Currently, there are 600 to 700 Chinese movie theaters open for business. Most of these theaters are small operators with just a few screens in more remote areas less affected by the virus. Though no nationwide Chinese theaters have announced reopening, it is hopeful that more and more cinemas each day will be open to the public in the near future.
The regulators of these theaters are turning to past blockbusters to help fill the seats. All four movies in Marvel’s Avengers franchise are set to be rereleased in the country in the upcoming days. Other past Hollywood blockbusters including Avatar and Warner Bros.’ Christopher Nolan films Inception and Interstellar will hit theaters as well. Though the official release dates of these blockbusters have not yet been revealed, a source from China’s nationwide cinema operators reported that “basically, whenever the DCPs reach the cinemas” will be when the films will play in these reopened theaters.

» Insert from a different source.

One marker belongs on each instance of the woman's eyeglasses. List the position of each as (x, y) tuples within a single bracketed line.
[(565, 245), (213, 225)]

Not only is this a much-needed sign of progress for regulating the virus pandemic, but releasing fan favorites also can mean big business in China. These Hollywood titles set for rerelease are historically among the most popular movies in China’s box office. Avatar earned a historic $202 million in China in 2009, when the country had just a small fraction of its current total of 70,000 movie screens nationwide. In 2010, Inception grossed $68.5 million and garnered a strong cult following. In 2015, Interstellar earned $122 million. Meanwhile, the four installments of The Avengers is by far China’s favorite international film franchise, collectively grossing $1.3 billion there.
Operators will now face challenges of convincing moviegoers that it is safe to return in large numbers to public spaces, and convincing distributors to continue marketing and releasing household titles. With hopes to return back to normalcy, a source tells Deadline that “I think it’s more about getting audiences comfortable with going to the cinema… People are going to have to be convinced.”